It is hard to contest that 2018 is setting up to be the year of The Macallan. As much as the Speyside distillery has been a flagship name in the Scotch industry since time immemorial, this year has seen the brand plastered over headlines month after month, because everything they do has made the news.
Priceless bottles from its archives have surfaced and been auctioned for record-shattering prices; the house released its oldest-ever single malt whisky with the 72-Year-Old, a launch that went in tandem with the unveiling of its new futuristic distillery in Craigellachie. Its four-syllable brand name has dripped from tongues and titles in the spirits industry, and that wave of attention is set to continue with the release of The Macallan Edition No. 4.

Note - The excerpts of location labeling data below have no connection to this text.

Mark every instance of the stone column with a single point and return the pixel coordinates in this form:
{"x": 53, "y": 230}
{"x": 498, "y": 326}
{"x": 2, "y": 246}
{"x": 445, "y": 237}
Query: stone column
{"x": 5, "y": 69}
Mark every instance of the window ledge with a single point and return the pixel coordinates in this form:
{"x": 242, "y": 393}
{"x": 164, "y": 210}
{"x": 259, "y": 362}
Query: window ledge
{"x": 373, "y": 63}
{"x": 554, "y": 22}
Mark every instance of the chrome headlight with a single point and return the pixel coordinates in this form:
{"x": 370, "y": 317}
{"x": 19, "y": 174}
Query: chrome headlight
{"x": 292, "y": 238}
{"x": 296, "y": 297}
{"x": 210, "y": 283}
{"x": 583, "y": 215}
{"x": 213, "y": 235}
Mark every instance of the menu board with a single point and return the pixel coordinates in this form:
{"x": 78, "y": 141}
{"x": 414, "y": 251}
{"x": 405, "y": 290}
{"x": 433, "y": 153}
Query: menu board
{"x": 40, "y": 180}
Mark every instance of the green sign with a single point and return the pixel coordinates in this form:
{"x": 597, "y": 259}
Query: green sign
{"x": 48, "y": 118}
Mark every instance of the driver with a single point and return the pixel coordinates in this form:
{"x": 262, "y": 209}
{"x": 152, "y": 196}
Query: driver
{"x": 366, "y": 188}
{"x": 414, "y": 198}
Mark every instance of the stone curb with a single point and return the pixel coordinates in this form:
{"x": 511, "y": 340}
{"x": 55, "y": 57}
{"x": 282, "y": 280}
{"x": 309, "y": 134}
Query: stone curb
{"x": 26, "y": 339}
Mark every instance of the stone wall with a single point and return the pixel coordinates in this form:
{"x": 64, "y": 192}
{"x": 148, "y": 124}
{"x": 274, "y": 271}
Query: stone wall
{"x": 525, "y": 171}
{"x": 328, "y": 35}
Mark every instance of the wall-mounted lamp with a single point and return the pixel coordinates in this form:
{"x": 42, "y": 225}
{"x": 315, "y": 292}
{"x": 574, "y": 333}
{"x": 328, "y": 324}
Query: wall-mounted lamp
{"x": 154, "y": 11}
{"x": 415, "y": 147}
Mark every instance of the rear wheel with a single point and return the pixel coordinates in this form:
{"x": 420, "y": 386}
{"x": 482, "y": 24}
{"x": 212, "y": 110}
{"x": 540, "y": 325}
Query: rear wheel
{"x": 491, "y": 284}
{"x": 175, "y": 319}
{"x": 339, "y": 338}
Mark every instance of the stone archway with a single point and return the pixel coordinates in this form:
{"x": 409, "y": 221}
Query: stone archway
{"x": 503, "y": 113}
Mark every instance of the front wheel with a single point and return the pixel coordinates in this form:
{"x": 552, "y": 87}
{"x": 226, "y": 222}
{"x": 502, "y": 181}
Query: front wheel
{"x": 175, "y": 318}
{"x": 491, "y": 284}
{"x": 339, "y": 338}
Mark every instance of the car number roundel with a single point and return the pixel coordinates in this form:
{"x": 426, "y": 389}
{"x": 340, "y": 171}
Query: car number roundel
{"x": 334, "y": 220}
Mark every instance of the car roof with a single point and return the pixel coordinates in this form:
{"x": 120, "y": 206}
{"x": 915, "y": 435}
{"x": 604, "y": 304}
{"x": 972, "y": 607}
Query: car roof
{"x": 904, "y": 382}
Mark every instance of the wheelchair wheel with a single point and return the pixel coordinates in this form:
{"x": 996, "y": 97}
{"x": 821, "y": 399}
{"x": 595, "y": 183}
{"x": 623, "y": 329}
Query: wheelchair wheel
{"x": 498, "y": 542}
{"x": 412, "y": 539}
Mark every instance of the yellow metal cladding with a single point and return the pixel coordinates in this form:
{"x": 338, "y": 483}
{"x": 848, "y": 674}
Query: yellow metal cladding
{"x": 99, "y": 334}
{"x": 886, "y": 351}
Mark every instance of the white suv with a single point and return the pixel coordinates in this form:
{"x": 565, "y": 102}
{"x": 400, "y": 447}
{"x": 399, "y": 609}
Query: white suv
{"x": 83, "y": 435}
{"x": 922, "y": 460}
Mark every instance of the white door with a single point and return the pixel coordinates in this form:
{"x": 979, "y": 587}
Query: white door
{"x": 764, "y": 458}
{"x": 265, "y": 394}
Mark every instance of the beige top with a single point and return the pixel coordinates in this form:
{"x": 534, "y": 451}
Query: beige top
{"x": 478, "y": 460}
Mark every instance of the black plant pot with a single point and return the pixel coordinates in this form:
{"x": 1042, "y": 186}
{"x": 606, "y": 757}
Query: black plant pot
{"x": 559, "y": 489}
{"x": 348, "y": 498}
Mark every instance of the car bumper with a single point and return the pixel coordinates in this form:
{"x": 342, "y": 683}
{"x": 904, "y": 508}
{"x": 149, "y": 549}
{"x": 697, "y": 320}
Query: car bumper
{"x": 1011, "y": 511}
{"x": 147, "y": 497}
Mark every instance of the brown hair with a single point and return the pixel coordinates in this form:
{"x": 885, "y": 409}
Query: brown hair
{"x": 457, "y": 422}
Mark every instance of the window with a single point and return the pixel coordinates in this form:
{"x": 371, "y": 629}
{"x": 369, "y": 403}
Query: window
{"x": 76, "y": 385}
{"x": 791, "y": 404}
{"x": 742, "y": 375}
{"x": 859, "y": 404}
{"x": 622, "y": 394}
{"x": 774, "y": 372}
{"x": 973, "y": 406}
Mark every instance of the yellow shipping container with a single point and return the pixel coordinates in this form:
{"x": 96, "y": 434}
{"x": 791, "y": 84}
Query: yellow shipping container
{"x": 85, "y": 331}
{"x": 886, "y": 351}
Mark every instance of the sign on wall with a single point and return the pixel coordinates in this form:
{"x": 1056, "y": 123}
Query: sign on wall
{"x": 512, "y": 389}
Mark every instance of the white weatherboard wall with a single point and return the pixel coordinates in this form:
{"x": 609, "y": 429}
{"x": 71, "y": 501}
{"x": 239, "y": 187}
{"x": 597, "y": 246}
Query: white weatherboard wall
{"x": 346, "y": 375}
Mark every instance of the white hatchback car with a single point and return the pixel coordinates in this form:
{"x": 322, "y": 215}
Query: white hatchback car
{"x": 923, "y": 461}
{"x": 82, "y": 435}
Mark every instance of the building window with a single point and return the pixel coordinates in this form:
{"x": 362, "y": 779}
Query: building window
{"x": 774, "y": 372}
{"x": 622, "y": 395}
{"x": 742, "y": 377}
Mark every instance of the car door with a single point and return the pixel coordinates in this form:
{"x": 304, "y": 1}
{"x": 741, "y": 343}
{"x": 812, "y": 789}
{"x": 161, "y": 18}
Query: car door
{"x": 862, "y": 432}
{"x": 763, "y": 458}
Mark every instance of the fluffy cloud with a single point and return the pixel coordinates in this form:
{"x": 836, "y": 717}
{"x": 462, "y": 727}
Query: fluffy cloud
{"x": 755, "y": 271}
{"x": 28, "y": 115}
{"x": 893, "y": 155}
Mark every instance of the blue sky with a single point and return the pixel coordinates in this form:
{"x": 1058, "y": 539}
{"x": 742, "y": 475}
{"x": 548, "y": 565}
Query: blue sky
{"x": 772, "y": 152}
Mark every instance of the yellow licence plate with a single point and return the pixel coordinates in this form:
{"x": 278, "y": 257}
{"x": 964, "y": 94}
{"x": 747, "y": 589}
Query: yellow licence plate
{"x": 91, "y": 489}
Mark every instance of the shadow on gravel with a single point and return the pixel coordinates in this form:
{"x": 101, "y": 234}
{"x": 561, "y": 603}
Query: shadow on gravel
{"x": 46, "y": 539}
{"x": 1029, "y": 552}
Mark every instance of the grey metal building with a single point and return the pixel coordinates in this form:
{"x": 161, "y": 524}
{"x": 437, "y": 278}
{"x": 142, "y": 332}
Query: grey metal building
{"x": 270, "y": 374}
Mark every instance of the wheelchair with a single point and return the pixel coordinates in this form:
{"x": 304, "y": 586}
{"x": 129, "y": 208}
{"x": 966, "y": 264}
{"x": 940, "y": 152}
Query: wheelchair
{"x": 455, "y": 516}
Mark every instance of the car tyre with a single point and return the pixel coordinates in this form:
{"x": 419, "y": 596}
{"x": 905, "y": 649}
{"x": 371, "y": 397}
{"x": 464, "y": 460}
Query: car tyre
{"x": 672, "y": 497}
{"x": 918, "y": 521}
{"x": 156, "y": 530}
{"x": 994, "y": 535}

A quick refresher for those who don’t know: the Edition series is the Scotch titan’s way of reaching back to the fundamentals of whisky-making. Each Edition is a mixture of whiskies from various casks in The Macallan’s vault, carefully selected by Master Whisky Maker, Bob Dalgarno. A sip transports the drinker to a specific point in the extensive craft process behind the single malt. Editions No. 1 and 2 were flavourful odysseys through the influence of wood on a whisky, and Edition No. 3 was an olfactory expedition that made one understand why aroma was essential to the storied spirit.
One year later, and we have the fourth instalment to the line. The Macallan returns to wood with this one, honing in on a particular breed that truly reflects the brand’s DNA: sherry-seasoned oak casks.
Whiskies matured in different types of sherry-seasoned casks from European and American oak went into The Macallan Edition No. 4. If you demand technicalities, these seven are first-fill hogshead and butts from Tevasa, as well as American oak hogsheads from Vasyma, both cooperages in Spain; seasoned barrels from sherry producers Jose y Miguel Martin and Diego Martin Rosado; and finally, refill butts and hogsheads from the two continents.
Those who can’t decode the jargon, let us explain the union between the casks and the notes they deliver. Barrels from Tevasa exemplify the characteristics of a sherry cask made from European oak, so dried sultanas and a flash of nutmeg is what you immediately get when you nose and sample a dram. Hints of ripe figs infused from the Spanish sherry butts add to the spirit’s syrupy consistency, rounding it out. Let the whisky breathe for a minute, then go back to be greeted by creamy vanilla and toffee vapours, a classic symptom of the American oak hogsheads sourced from Vasyma.
All the hallmarks of a sherry cask whisky are in the Edition No. 4, but the concoction remains a stark departure from The Macallan’s signature ruby-red Sherry Oak suite, aged only in Oloroso sherry to achieve a rich, jammy profile. This fresh expression is a honeyed dose of fruit and spice — a touch more youthful when compared to its predecessor.
At a time when its parent distillery is so charged with change, and the Edition No. 4 is a fitting concept that reflects how the past is ever-present, even as The Macallan moves forward. The Scotch producers have moved from its stately Easter Elchies abode to a mammoth home in Craigellachie, and they may have departed from classic ex-Oloroso casks to showcase a wider world of sherry wood, but neither of these transformations has lost sight of what defines The Macallan.
The Macallan Edition No. 4 has an RRP of S$190++. It will be available for purchase from 19 July at The Macallan Boutique @ 1855 and from 1 August at other select retailers.